L'informazione è davvero il nodo cruciale nel quale si gioca il futuro della democrazia, il fatto che abbia proprio scelto l'Italia la dice lunga, pur sapendo che da anni Freedom House afferma che siamo un paese semi libero per quanto riguarda la libertà di stampa e di informazione. Se avremo tempo e voglia proveremo anche noi a mandare su current TV qualche nostro breve contributo, ritengo però che parlare direttamente alla gente e fra la gente sia cosa molto più importante ed efficace che puntare sulla televisione, anche se sicuramente Berlusconi non sarà sicuramente d'accordo con questa analisi.

mercoledì 7 maggio 2008

Domani il MIZ incontrerà Al Gore a Roma

Ottenuti (non senza qualche difficoltà) gli accrediti per partecipare all'evento, domani 8 Maggio il MIZ, il giornale del passatore, il clan-destino, andranno a Roma per incontrare Al Gore, in rappresentanza dei blogger romagnoli che si occupano di sostenibilità e tutela dell'ambiente.

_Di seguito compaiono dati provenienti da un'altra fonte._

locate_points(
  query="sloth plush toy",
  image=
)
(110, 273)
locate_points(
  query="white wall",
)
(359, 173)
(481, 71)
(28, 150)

L'intervento di Al Gore al teatro Jovinelli di Roma è nato in occasione del lancio del nuovo canale televisivo Current TV (visibile su Sky al canale 130). Si tratta di una TV ecologica di San Francisco, co-fondata da Al Gore stesso, che da internet approda sui network convenzionali europei tramite il canale satellitare. Nell'incontro si parlerà di giornalismo partecipativo, in riferimento soprattutto alle tematiche ambientali, pertanto grande attenzione sarà rivolta verso tutta la variegata comunità dei blogger, che avranno anche l'opportunità di rivolgere ad Al Gore alcune domande. Ci risentiremo nei prossimi giorni per un resoconto sull evento.